Mbarara University and Referral Hospital Eye Centre (MURHEC) is a government-owned tertiary referral eye unit that provides eye care to the South Western part of Uganda, providing over 10,000 consultations per year. It also offers residency training in ophthalmology and currently has 20 residents.

Patient care

Patient care services have been scaled down. We have had to turn away many patients (except emergencies and priority cases) and give longer appointments for chronic care cases. All elective surgery has been cancelled. This has seen a drop in consultations from 100 patients per day to less than 20.

We introduced a triage desk and a checklist which helps to assess which patient can be seen. The triage checklist is administered verbally and covers the following areas:

  • Any history of fever, flu-like symptoms, cough or any upper respiratory symptom (these patients are immediately sent to the emergency department)
  • Presenting complaint: patients with a history of acute loss of vision, sensitivity to light, eye pain, trauma, and severe acute discharge are considered as emergency cases and allowed to see a clinician.

We introduced mandatory hand washing facilities outside the main entrance and require everyone entering the building (including staff members) to wash their hands with soap and water before they enter.
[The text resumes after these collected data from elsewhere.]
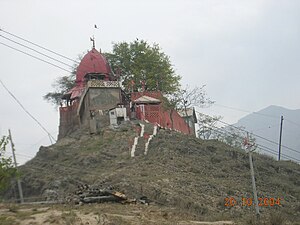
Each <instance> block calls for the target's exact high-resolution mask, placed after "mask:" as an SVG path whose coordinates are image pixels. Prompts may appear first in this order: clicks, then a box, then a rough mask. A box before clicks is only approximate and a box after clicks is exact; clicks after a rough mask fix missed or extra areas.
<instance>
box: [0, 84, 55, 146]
mask: <svg viewBox="0 0 300 225" xmlns="http://www.w3.org/2000/svg"><path fill="white" fill-rule="evenodd" d="M0 83H1V85H2V86H3V88H4V89H5V90H6V91H7V92H8V94H9V95H10V96H11V97H12V98H13V99H14V100H15V101H16V102H17V103H18V105H19V106H20V107H21V108H22V109H23V110H24V112H25V113H26V114H27V115H28V116H29V117H31V119H33V120H34V121H35V122H36V123H37V124H38V125H39V126H40V128H42V130H44V131H45V132H46V134H47V135H48V136H49V138H50V142H51V143H52V140H54V141H56V140H55V138H54V137H53V136H52V135H51V134H50V132H49V131H48V130H47V129H46V128H45V127H44V126H43V125H42V124H41V123H40V122H39V121H38V120H37V119H36V118H35V117H34V116H33V115H32V114H31V113H30V112H29V111H28V110H27V109H26V108H25V107H24V106H23V104H22V103H21V102H20V101H19V100H18V98H17V97H16V96H15V95H14V94H13V93H12V92H11V91H10V90H9V89H8V88H7V87H6V86H5V84H4V83H3V82H2V80H0ZM51 138H52V140H51Z"/></svg>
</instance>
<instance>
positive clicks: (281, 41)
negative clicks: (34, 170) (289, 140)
mask: <svg viewBox="0 0 300 225" xmlns="http://www.w3.org/2000/svg"><path fill="white" fill-rule="evenodd" d="M299 10H300V1H298V0H294V1H293V0H272V1H271V0H251V1H250V0H249V1H246V0H244V1H243V0H231V1H230V0H228V1H227V0H220V1H217V0H160V1H158V0H154V1H140V0H139V1H138V0H129V1H121V0H112V1H102V0H101V1H100V0H98V1H92V0H89V1H82V0H81V1H79V0H72V1H70V0H64V1H58V0H51V1H50V0H44V1H38V0H36V1H33V0H25V1H21V0H18V1H17V0H0V28H2V29H4V30H6V31H8V32H11V33H13V34H16V35H19V36H21V37H24V38H26V39H28V40H30V41H32V42H34V43H37V44H40V45H42V46H44V47H47V48H49V49H51V50H54V51H56V52H59V53H61V54H63V55H65V56H67V57H70V58H74V59H76V57H77V55H78V54H81V53H83V52H86V51H87V50H89V49H90V48H91V42H90V41H89V38H90V36H92V35H95V39H96V47H97V48H98V49H99V48H101V49H102V51H110V50H111V47H112V42H119V41H133V40H134V39H136V38H139V39H144V40H147V41H148V42H149V43H153V42H156V43H158V44H160V46H161V48H162V50H163V51H164V52H165V53H166V54H167V55H169V56H170V58H171V61H172V63H173V64H174V67H175V69H176V72H177V73H178V74H180V75H181V76H182V84H183V85H185V84H189V85H190V86H194V85H197V86H201V85H203V84H206V85H207V87H206V91H207V93H208V95H209V96H210V97H211V98H212V99H213V100H215V101H216V105H215V106H213V107H211V108H209V109H204V110H203V112H205V113H208V114H211V115H221V116H223V117H224V119H223V120H224V121H226V122H229V123H234V122H236V121H237V120H238V119H239V118H241V117H242V116H244V115H246V114H247V113H246V112H242V111H238V110H231V109H228V108H225V107H222V106H230V107H234V108H238V109H243V110H246V111H250V112H253V111H258V110H260V109H262V108H265V107H267V106H269V105H280V106H283V107H286V108H289V109H299V108H300V103H299V97H298V96H300V88H299V84H300V76H299V75H300V74H299V71H300V68H299V67H300V63H299V61H300V13H299ZM94 24H97V25H98V27H99V28H100V29H98V30H95V29H94V28H93V27H94ZM0 41H1V42H3V43H6V44H10V45H12V46H14V47H17V48H19V49H22V48H21V47H19V46H16V45H15V44H13V43H10V42H8V41H6V40H4V39H3V38H1V37H0ZM26 51H27V50H26ZM55 57H56V56H55ZM57 58H58V57H57ZM64 61H65V60H64ZM65 62H66V63H69V64H71V65H72V63H71V62H68V61H65ZM65 68H66V69H69V68H67V67H65ZM0 71H1V72H0V79H1V80H2V81H3V82H4V83H5V85H6V86H7V87H8V88H9V89H10V90H11V91H12V92H13V93H14V94H15V95H16V97H18V98H19V99H20V101H21V102H22V103H23V105H24V106H25V107H26V108H27V109H28V110H29V111H30V112H31V113H32V114H33V115H34V116H35V117H36V118H37V119H38V120H39V121H40V122H41V123H42V124H43V125H44V126H45V127H46V128H47V129H48V130H49V131H50V132H51V133H52V134H53V136H55V137H56V136H57V130H58V120H59V118H58V112H57V111H56V110H55V109H54V107H53V106H52V105H50V104H49V103H47V102H45V101H44V100H43V99H42V96H43V95H45V93H47V92H49V91H51V90H52V87H51V84H52V83H53V81H54V80H55V79H56V78H57V77H59V76H62V75H68V73H67V72H64V71H62V70H60V69H58V68H55V67H52V66H50V65H47V64H45V63H43V62H40V61H37V60H35V59H33V58H31V57H29V56H26V55H23V54H22V53H19V52H16V51H14V50H11V49H8V48H7V47H5V46H3V45H0ZM0 101H1V104H0V107H1V108H0V109H1V110H0V135H6V134H7V129H8V128H10V129H11V130H12V134H13V138H14V141H15V145H16V149H17V153H18V154H19V155H18V159H19V161H20V162H21V163H23V162H25V161H26V160H28V159H29V158H28V157H29V156H34V155H35V153H36V152H37V151H38V148H39V146H40V145H49V144H50V141H49V139H48V137H47V134H46V133H44V131H43V130H41V129H40V127H39V126H38V125H37V124H36V123H35V122H34V121H33V120H32V119H31V118H30V117H28V115H26V114H25V113H24V112H23V111H22V109H21V108H20V107H19V106H18V105H17V104H16V102H15V101H14V100H13V99H12V98H11V97H10V96H9V95H8V94H7V92H6V91H5V90H4V89H3V88H2V87H1V86H0Z"/></svg>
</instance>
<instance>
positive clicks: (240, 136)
mask: <svg viewBox="0 0 300 225" xmlns="http://www.w3.org/2000/svg"><path fill="white" fill-rule="evenodd" d="M206 116H209V115H206ZM212 129H213V130H214V131H215V132H217V133H220V134H225V135H228V134H229V135H230V136H232V137H234V138H236V136H238V137H240V138H241V139H244V137H242V136H240V135H238V134H234V133H231V132H229V131H227V130H224V129H222V128H219V127H216V126H212ZM237 143H239V144H240V145H241V146H242V145H243V143H242V142H239V141H237ZM256 145H257V147H259V148H260V149H262V150H266V149H267V152H270V151H271V152H272V154H274V155H277V154H278V153H277V151H275V150H273V149H271V148H269V147H267V146H264V145H262V144H256ZM281 155H282V156H283V157H284V158H286V159H290V160H294V161H296V162H300V160H299V159H296V158H294V157H292V156H288V155H286V154H284V153H281Z"/></svg>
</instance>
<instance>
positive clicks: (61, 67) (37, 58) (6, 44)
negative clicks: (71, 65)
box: [0, 42, 72, 73]
mask: <svg viewBox="0 0 300 225" xmlns="http://www.w3.org/2000/svg"><path fill="white" fill-rule="evenodd" d="M0 44H1V45H4V46H6V47H8V48H11V49H13V50H15V51H18V52H21V53H23V54H25V55H28V56H30V57H32V58H35V59H37V60H40V61H42V62H44V63H47V64H49V65H51V66H54V67H57V68H59V69H61V70H64V71H67V72H68V73H72V71H70V70H67V69H65V68H62V67H61V66H58V65H55V64H54V63H51V62H48V61H46V60H44V59H41V58H39V57H37V56H34V55H32V54H29V53H27V52H24V51H22V50H19V49H17V48H14V47H12V46H10V45H7V44H5V43H3V42H0Z"/></svg>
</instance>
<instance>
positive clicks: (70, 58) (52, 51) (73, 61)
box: [0, 29, 79, 64]
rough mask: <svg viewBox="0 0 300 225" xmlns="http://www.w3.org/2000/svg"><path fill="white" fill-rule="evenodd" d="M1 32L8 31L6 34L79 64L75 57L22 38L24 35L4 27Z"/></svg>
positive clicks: (7, 31)
mask: <svg viewBox="0 0 300 225" xmlns="http://www.w3.org/2000/svg"><path fill="white" fill-rule="evenodd" d="M0 32H4V33H6V34H8V35H11V36H13V37H15V38H18V39H20V40H22V41H25V42H27V43H29V44H32V45H34V46H36V47H39V48H41V49H43V50H46V51H48V52H51V53H53V54H55V55H58V56H60V57H62V58H65V59H67V60H70V61H72V62H74V63H76V64H79V62H78V61H76V60H74V59H71V58H69V57H66V56H64V55H62V54H60V53H57V52H55V51H52V50H50V49H48V48H45V47H43V46H41V45H38V44H35V43H33V42H31V41H29V40H26V39H25V38H22V37H20V36H18V35H15V34H12V33H10V32H8V31H5V30H3V29H0Z"/></svg>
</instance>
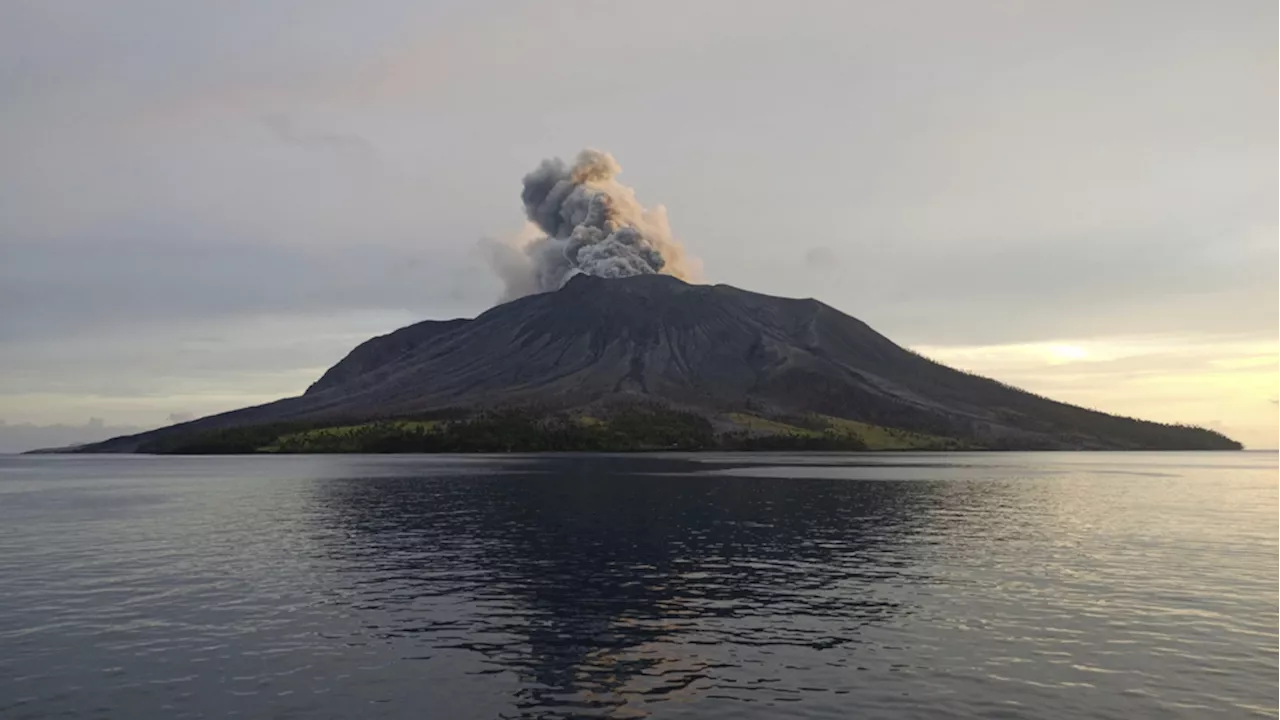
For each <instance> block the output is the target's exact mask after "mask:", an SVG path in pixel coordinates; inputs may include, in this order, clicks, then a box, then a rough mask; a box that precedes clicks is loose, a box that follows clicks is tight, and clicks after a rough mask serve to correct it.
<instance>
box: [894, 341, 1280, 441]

In addition, we introduced alcohol hand sanitiser dispenser stations at different points within the building.

Ophthalmologist examining a female patients eyes at the slit lamp
A clinician behind a protective shield examines a patient on the slit lamp. UGANDA © Bernard Beinomugisha


Staffing has been reduced by three-quarters: from 32 full-time staff members to a rota of 8, consisting of a supervising head nurse, a cleaner, a receptionist, an optometrist, an ophthalmic nurse (who also helps in administering anaesthesia and surgical scrub in theatre), a clinical officer and an on-call resident under the supervision of a specialist/consultant.

We have put several measures in place to maximise staff sensitisation and protection:

  • Staff received training on COVID-19 and infection control
  • The Ministry of Health and the Uganda Medical Association have shared information and resources. Other sources of information include the online Zoom conference hosted by the International Centre for Eye Health (ICEH) and Royal College of Ophthalmologists recently: []
  • Personnel have been provided with face masks (disposable) and disposable gloves.
  • Protective shields (locally made) have been added to the slit lamps as breath guards, to minimise close contact between the ophthalmologist and patients.
  • Clinicians were encouraged to minimise procedures that may require close contact with patients, such as direct ophthalmoscopy.

Residency training

Following a directive by Uganda’s president to close all schools, residency training was halted. The residents were sent into recess to use this time to work on their master’s research protocols. The more senior residents are available to support clinic work.

Research activities

All ongoing clinical research that is not related to COVID-19 has been paused following a directive from the Uganda National Council of Science and Technology.